LONDON, Dec. 1 (Reuters) - Russia's growing oil exports to Asia and the Baltic have unsettled European traders and refiners, who fear shortages on the Black Sea and in central Europe should Russian output stall or decline.

Although the world’s largest oil producer has repeatedly said it has no plans to cut supplies to European markets, evidence is growing that it is focusing on supplying northwest Europe, the Pacific and a soon-to-be-pumping pipeline to China to the detriment of Black Sea and central European routes.

This is not so much of a long-run problem for the Black Sea and Mediterranean markets, which will become less dependent on sour and heavy Russian Urals grades as production grows in Kazakhstan and Azerbaijan, whose sweet and light grades will become dominant, traders predict.

But for central Europe, the problem of dwindling Urals supplies may prove more difficult to tackle. German refineries rely on crude from the Druzhba pipeline to such an extent that the issue might ultimately become of major concern to German politicians.

"We are witnessing a tectonic shift, and foreigners become very worried. It sounds crazy for now, but we may end up by having Germany and Poland importing crude from the Baltic Sea instead of Druzhba," one major Russian trader said.
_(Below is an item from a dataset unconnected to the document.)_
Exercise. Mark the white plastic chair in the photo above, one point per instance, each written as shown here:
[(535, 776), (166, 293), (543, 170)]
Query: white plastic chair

Ten years ago when Russia launched Primorsk, its first oil port in the Baltic, to cut reliance on transit via former Soviet Baltic republics, few traders would have dared to predict the route would replace the Black Sea as the main export channel.

Plans for large exports to Asia by then-President Vladimir Putin had seemed a dream if not a fantasy.

PRIMORSK VS NOVOROSSIISK

A decade later, Primorsk is now Russia’s biggest port with exports of 1.55 million barrels per day, while Kozmino on the Pacific has ramped up exports to 360,000 bpd from scratch two years ago.

Meanwhile, combined exports from Black Sea ports including Russia’s Novorossiisk and Ukraine’s Yuzhny and Odessa are running as low as 700,000 bpd during some months or less than half of combined capacity.

In the long term, Russia plans to export as much as 1.6 million bpd to the Pacific and Asia, including through a newly built link to China.

Jonathan Kollek, vice-president for trading at TNK-BP, Russia’s No. 3 oil firm that is half-owned by BP, said the shift from the Black Sea and Druzhba to Asia and the Baltic would continue.

"Novo(rossiisk) will dwindle, while the Baltic will pump at full capacity. Novo and Druzhba will be marginal plays to some extent, but you will see flows of products through Novo increasing," he told Reuters.

Peter O’Brien, vice-president at Russia’s largest oil producer Rosneft, said the extent to which flows will shift to Asia from Europe would depend on Russian tax policies on production and exports from different regions.

"It is a function of which production you have in say five years," says O’Brien, whose company dominates East Siberian production and is pressing the government for more tax breaks to enable it to export more to Asian markets.

O’Brien also noted that some of the proposed changes in taxation may discourage refining, which would free up more crude volumes for exports.

CALL TO PUTIN

Russian oil output has repeatedly surprised the markets on the upside in the past years.

Traders say Moscow would have had enough crude for both Europe and Asia if it were not building a new major Baltic port, Ust Luga, which like Primorsk is also located near St Petersburg, the home town of Putin, now premier and still Russia’s most influential politician.

It is due to start next year and ultimately ship up to half a million barrels per day of crude to European markets.

"With the Chinese pipeline start due any day and the launch of Ust Luga, I’m wondering if we will witness the death of Druzhba. (German Chancellor Angela) Merkel should call her ‘friend’ Putin to figure out what’s going on," one trader with a Russian major said.

Putin has repeatedly criticised the European Union’s stated aim to diversify away from Russian oil and gas after disputes between Russia and its neighbours led to cuts in flows.

Ust Luga and the Chinese pipeline are not the only factors affecting future exports as the country expands its refining capacity, despite the proposed changes in taxes.

Oil firm Tatneft launched Russia’s first major post-Soviet refinery and is seeking to regain control of Ukraine’s Kremenchug, which now often sits idle.

"If Tatneft gets Kremenchug, there will be not much volume left for the Black Sea. That will make Mediterranean markets very volatile, and people will have to get used to constant arbitrage between the saturated Baltic and the hungry south," one major Urals trader said.